Aussi terrifiant que fascinant, drôle et imaginatif, un brin caricatural, le récit pose de nombreuses questions : très humoristiquement, comme au travers de ce débat fictif sur l'avenir de la littérature, entre Alain Finkielkraut et Frédéric Beigbeder à La Grande Librairie ; mais aussi plus largement, sur des sujets métaphysiques. Comment expliquer le besoin d’un substitut virtuel si semblable au monde réel ? Tel le dieu de son Antimonde, Adrien Sterner se contente d’abord de mettre son Eden à la libre disposition des avatars, mais déçu par la médiocrité sans imagination de ces pâles copies d’humains qui reprennent tous nos travers, il se mue en dieu biblique, jaloux et vengeur, distribuant capricieusement faveurs et châtiments. Au milieu de tous ces zombies soumis comme des marionnettes à leur démiurge, un seul trouve toutefois le moyen d’affirmer son libre arbitre : Julien, au travers des poésies contestataires de son avatar, et, dès le préambule du récit, par son suicide retransmis en direct sur les réseaux sociaux.

Moralité : s’il est vrai que « les livres inventent, à leur manière, une réalité virtuelle » et qu’ « imaginer des antimondes » est « la définition même de la littérature », ils sont aussi cet irremplaçable vecteur d'une liberté de pensée et d’expression que les technologies les plus puissantes, même aux mains des pires dictateurs, ne pourront jamais museler. Coup de coeur. (5/5)

 

 

Citations :

Dehors, il pleuvait, et Julien ne ressentait aucun vertige. Dans le ciel laiteux, une lumière grise, pesante, se déchargeait vers le bas. L’averse était violente. Elle créait des lignes verticales qui reliaient les nuages au sol, comme des harpons tendus dans le jour et accrochés au vide.
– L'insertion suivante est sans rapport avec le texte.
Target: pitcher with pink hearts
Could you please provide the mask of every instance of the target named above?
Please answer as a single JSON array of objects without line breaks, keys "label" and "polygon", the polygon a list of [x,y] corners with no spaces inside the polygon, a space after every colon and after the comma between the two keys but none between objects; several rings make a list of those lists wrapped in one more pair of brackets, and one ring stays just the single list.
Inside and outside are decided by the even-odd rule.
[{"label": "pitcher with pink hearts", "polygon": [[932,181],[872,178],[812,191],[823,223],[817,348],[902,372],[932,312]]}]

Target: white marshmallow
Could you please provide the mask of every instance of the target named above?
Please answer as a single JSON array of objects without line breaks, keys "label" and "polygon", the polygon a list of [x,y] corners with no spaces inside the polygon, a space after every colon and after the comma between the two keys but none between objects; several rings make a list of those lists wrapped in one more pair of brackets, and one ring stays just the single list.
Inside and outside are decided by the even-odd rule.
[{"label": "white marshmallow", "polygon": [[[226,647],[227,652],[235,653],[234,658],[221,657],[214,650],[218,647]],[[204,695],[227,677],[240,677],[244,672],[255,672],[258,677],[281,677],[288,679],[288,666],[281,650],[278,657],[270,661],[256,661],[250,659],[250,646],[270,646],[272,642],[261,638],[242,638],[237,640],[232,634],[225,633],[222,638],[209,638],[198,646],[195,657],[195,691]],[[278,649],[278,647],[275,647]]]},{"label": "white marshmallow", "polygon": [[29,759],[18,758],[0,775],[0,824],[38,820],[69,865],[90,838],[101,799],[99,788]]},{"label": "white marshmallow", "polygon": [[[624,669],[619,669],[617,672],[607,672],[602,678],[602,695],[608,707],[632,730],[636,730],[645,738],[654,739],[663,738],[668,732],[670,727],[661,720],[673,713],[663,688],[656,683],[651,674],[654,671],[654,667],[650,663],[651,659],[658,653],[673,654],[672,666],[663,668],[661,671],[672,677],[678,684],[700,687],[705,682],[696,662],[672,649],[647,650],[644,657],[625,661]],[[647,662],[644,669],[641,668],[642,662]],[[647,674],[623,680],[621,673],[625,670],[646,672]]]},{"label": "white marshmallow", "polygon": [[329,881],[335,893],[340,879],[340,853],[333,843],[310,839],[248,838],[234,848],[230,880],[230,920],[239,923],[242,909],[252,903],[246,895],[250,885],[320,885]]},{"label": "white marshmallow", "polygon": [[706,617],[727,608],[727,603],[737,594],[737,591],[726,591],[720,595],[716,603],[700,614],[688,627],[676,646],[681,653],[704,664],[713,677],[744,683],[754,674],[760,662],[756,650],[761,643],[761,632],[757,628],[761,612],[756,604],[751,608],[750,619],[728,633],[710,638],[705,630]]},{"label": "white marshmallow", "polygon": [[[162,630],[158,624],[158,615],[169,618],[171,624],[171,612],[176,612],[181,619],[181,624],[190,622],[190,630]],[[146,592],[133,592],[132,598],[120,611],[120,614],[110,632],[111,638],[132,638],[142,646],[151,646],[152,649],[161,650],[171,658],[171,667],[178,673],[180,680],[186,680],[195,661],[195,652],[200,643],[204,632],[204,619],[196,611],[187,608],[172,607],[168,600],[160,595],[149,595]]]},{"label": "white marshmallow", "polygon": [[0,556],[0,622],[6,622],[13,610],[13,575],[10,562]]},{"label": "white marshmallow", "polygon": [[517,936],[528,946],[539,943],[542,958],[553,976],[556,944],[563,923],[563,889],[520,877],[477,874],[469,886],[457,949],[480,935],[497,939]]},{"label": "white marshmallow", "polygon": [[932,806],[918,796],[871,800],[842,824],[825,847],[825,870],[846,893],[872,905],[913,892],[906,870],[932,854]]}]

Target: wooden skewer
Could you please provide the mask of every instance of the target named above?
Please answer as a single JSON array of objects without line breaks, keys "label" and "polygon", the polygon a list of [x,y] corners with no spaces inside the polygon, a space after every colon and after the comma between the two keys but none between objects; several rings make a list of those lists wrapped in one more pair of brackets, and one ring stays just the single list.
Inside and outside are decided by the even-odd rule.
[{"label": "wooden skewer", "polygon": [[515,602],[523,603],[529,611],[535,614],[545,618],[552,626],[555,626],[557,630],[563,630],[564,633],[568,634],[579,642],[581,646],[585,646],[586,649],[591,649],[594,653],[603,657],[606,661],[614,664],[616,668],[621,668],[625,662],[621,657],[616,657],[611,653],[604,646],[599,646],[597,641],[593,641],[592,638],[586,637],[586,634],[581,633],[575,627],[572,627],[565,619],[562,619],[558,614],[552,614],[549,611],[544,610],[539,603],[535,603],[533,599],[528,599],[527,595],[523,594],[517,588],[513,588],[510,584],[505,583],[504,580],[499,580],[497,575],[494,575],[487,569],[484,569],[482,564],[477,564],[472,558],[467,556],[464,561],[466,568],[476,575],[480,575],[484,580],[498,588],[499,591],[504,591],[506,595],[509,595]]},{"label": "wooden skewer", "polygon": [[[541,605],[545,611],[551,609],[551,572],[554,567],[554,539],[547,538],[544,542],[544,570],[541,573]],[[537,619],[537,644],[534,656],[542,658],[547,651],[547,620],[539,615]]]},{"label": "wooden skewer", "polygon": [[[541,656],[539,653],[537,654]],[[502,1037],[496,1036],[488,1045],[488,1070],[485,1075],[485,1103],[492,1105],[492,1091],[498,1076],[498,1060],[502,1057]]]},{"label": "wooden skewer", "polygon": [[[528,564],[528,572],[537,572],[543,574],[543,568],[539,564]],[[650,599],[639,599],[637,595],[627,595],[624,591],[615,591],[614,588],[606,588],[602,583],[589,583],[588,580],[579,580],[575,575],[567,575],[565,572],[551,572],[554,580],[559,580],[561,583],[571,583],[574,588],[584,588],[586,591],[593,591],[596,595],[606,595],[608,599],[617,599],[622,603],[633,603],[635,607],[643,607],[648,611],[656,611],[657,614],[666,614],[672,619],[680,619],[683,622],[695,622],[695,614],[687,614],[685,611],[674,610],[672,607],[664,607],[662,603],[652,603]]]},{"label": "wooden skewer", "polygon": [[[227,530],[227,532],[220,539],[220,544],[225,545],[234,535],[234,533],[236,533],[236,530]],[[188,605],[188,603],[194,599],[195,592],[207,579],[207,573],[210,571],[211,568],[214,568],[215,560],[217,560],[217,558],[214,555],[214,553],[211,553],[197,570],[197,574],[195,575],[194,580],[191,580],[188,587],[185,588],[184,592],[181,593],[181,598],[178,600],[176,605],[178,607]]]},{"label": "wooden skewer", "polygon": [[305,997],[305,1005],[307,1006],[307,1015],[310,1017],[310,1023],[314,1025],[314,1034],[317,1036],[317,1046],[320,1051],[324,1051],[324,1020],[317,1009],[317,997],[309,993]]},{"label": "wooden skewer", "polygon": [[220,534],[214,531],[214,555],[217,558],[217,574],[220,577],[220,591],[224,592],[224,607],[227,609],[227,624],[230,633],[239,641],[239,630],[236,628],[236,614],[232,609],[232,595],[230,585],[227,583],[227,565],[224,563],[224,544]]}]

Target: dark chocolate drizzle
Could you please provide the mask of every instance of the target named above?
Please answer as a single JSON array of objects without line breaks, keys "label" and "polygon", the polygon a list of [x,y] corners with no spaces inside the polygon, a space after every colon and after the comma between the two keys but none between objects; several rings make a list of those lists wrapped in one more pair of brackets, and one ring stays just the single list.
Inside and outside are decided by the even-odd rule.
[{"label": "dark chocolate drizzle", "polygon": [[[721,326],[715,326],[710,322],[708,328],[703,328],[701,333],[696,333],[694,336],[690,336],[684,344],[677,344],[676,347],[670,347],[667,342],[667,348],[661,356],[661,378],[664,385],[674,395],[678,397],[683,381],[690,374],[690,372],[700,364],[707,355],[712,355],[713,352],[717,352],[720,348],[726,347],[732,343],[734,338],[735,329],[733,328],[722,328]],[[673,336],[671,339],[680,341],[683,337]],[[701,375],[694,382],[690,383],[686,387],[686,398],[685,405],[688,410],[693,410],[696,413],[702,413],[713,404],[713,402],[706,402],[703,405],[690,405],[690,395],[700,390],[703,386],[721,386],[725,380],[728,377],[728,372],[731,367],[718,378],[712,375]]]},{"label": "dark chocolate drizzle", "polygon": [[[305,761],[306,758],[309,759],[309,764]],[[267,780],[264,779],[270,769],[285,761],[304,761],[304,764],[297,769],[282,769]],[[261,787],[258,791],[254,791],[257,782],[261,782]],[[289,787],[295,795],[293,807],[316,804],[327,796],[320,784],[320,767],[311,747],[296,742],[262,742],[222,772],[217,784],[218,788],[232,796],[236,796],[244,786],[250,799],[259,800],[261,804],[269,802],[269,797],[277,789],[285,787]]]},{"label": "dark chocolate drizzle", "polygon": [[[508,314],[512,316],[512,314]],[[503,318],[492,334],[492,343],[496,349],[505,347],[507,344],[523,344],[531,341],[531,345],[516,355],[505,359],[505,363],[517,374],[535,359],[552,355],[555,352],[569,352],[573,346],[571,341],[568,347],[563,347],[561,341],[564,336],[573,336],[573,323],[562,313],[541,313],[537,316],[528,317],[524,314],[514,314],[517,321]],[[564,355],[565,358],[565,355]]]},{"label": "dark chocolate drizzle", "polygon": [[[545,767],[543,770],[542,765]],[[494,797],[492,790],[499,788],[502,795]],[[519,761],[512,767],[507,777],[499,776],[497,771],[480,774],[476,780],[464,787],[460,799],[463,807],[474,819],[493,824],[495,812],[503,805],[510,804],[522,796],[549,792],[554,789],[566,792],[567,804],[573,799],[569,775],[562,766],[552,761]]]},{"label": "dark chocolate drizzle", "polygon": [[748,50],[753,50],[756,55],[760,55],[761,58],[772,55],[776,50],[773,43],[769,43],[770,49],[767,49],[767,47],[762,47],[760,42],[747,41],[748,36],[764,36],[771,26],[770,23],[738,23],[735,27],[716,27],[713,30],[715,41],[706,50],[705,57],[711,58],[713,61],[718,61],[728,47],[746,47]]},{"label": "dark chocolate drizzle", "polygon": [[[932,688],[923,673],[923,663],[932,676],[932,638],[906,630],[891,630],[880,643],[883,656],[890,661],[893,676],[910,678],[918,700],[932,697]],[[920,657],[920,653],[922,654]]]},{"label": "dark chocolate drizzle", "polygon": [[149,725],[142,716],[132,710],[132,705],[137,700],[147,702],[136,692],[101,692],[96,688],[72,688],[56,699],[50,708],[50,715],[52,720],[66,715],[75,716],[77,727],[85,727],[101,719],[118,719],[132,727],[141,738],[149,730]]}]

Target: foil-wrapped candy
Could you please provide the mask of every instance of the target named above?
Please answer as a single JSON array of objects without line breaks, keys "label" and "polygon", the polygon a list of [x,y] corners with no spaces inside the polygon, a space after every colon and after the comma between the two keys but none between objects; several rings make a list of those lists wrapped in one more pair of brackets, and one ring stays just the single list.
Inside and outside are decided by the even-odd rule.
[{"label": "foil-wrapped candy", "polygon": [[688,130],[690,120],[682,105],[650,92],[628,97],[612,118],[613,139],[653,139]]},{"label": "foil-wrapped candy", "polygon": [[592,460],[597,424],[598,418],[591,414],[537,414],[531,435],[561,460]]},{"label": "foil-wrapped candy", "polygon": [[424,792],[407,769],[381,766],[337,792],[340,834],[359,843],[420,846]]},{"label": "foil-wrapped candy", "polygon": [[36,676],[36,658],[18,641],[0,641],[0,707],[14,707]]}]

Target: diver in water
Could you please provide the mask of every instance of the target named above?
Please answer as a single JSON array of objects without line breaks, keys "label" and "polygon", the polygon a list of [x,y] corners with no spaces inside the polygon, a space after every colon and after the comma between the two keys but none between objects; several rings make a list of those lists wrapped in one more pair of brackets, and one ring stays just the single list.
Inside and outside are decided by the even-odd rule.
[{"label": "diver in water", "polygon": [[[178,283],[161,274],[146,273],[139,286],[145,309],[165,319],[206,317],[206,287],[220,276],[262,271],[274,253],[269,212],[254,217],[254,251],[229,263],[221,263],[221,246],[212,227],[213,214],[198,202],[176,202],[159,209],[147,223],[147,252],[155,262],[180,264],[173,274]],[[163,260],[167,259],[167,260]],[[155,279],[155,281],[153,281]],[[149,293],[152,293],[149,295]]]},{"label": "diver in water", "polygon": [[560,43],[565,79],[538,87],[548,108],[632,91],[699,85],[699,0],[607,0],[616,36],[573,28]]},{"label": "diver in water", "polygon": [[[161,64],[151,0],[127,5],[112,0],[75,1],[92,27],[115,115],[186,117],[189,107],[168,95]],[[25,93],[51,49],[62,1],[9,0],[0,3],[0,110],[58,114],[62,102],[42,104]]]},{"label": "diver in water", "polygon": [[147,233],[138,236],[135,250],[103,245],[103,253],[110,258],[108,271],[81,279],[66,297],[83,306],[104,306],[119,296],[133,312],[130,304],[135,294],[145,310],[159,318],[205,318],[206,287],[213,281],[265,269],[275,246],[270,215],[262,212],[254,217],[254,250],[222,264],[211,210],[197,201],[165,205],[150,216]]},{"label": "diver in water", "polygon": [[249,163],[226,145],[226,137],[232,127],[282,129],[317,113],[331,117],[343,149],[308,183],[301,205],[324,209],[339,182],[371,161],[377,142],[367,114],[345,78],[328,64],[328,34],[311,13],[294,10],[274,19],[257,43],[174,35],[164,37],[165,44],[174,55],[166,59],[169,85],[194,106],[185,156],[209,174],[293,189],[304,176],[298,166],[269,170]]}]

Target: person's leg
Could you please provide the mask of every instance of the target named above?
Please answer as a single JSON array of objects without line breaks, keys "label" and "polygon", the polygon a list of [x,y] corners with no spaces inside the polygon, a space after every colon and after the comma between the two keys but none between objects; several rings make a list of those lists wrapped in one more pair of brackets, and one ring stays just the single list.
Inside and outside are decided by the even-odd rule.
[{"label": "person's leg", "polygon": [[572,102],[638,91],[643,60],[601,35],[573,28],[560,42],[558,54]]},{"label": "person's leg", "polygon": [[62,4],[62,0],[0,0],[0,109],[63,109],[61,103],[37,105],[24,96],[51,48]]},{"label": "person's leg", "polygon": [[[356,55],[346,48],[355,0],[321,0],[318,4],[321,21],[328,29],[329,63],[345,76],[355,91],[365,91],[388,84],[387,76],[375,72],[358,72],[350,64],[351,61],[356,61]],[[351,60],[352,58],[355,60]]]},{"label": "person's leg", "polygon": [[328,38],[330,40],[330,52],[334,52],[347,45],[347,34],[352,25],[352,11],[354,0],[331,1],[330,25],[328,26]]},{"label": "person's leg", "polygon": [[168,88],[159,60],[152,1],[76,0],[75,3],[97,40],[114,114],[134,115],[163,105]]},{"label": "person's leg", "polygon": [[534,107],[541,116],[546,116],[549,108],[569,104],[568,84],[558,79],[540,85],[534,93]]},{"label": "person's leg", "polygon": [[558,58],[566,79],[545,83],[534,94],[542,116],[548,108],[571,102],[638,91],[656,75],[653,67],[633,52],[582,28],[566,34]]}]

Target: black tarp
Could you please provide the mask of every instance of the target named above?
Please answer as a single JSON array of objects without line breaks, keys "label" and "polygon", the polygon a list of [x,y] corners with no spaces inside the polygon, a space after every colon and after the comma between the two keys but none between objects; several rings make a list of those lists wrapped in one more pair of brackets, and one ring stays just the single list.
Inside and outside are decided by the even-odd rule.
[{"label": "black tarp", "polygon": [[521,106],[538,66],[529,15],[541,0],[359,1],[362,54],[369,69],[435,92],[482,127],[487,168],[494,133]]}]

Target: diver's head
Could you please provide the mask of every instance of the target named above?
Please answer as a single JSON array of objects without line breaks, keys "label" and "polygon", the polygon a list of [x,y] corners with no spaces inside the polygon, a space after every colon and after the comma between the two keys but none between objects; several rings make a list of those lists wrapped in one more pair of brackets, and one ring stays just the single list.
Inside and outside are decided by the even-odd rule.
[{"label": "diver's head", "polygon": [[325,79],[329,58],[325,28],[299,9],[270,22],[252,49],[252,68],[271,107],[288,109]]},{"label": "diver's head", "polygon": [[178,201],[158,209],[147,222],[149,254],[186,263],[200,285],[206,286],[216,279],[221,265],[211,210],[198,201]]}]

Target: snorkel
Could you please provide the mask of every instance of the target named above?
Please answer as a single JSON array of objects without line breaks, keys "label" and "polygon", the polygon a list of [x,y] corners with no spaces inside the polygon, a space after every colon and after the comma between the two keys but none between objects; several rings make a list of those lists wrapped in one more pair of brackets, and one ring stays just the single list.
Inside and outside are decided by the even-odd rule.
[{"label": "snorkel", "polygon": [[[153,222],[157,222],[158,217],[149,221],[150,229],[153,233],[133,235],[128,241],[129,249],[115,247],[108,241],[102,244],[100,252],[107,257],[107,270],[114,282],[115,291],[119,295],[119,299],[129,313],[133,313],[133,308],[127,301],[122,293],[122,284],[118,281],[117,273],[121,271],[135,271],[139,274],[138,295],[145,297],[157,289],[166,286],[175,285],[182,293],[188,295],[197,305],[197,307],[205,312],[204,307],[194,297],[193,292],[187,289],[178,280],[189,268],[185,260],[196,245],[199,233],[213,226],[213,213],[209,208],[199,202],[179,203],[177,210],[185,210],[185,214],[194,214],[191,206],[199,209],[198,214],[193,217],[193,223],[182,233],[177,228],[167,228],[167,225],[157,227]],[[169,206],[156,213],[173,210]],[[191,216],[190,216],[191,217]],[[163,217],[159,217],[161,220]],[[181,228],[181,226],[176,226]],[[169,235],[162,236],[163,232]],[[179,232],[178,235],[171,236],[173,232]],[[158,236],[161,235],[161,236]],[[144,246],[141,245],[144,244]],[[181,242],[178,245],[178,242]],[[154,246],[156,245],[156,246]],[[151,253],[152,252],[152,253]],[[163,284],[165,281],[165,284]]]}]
Il était difficile d’imaginer que de l’eau circulait à travers ces lignes.
 

Nous ne sommes plus des hommes, mais des nombrils hurleurs.                       
On raconte sa vie, on like et on dislike.                       
On essaie vainement d’attirer l’attention                       
On s’écoule, comme les autres, dans ce stock incessant                       
Où toutes nos vanités s’entassent comme des ruines.
 

Au moment de poser ses doigts sur le clavier, Julien se sentit investi d’un vertige immédiat à la vue de ses mains. Elles étaient là, étendues et rigides comme des vieilles turbines, chargées de toutes les maladresses dont elles étaient capables. Et si le moteur ne se rallumait pas ? Et si la machine se révélait rouillée ? C’était surtout son annulaire qui lui faisait peur : contrairement au pouce ou à l’index, le « doigt de l’amour » ne dispose d’aucune puissance interne. Attaché au majeur telle une cerise à sa comparse, bloqué dans son articulation, il n’a pas le pouvoir de se hisser tout seul, de prendre de l’élan pour frapper la touche de plein fouet. Faute d’entraînement, ce truc se transforme en orteil, en branche de bois mort. Et lui, excepté les cours particuliers, depuis combien de temps n’avait-il pas joué sur un vrai piano, devant un public réel ? Qu’est-ce qui excluait qu’il ait perdu la main ? Julien tenta de chasser cette idée, mais il était trop tard : le syndrome de l’imposteur faisait son come-back. Déjà, ses tempes bourdonnaient. Tel un métronome déréglé, son cœur accélérait. C’est foutu, s’entendit-il penser, car il le savait bien : il perdait ses moyens sitôt qu’il craignait de les avoir perdus.
 

Julien Libérat, oui : un musicien surqualifié qui flippait comme un usurpateur devant ses partitions. Un ancien surdoué du conservatoire qui traînait depuis sept ans un bullshit job à l’IMD, l’Institut de Musique à Domicile, entreprise qui méritait amplement son surnom de « Uber de la musique ». Un autoentrepreneur vendant ses services de « pianiste certifié et pédagogue » à des particuliers qui l’évaluaient sur sa page à la fin de chaque cours. Un prof qui, malgré ses 4,8 étoiles, ne pouvait plus saquer la tronche de ses élèves. Un hyperactif épuisé par le RER et son boulot à la con. Un type qui habitait à cinq minutes d’Orly et ne  voyageait pas. Un quasi-trentenaire enfermé dans un mode de vie digne d’un étudiant. Un asocial qui se voulait chanteur et ne dansait jamais. Un célibataire confiné dans la mémoire de son couple raté. Un faux dandy qui connaissait Bach sur le bout des doigts et s’habillait chez H&M en solde. Un mégalo froussard, adepte de formes obsolètes et de totems défunts, aspirant malgré tout à imposer ses vieilleries comme des avant-gardes. Un orgueilleux en manque de confiance, plus rêveur qu’émotif, bardé de diplômes et de timidité, de freins et d’ambitions en passe de s’éteindre.
 
 
Vingt-huit ans, mine de rien, était un âge où les destins commençaient à se sceller, à durcir comme de la lave, à se refermer pour de bon sur les êtres, à les prendre au piège de leurs inclinations. Aujourd’hui, la journée s’achevait avec la même vanité que toutes les précédentes : dans un face-à-face de fatigue et d’ennui.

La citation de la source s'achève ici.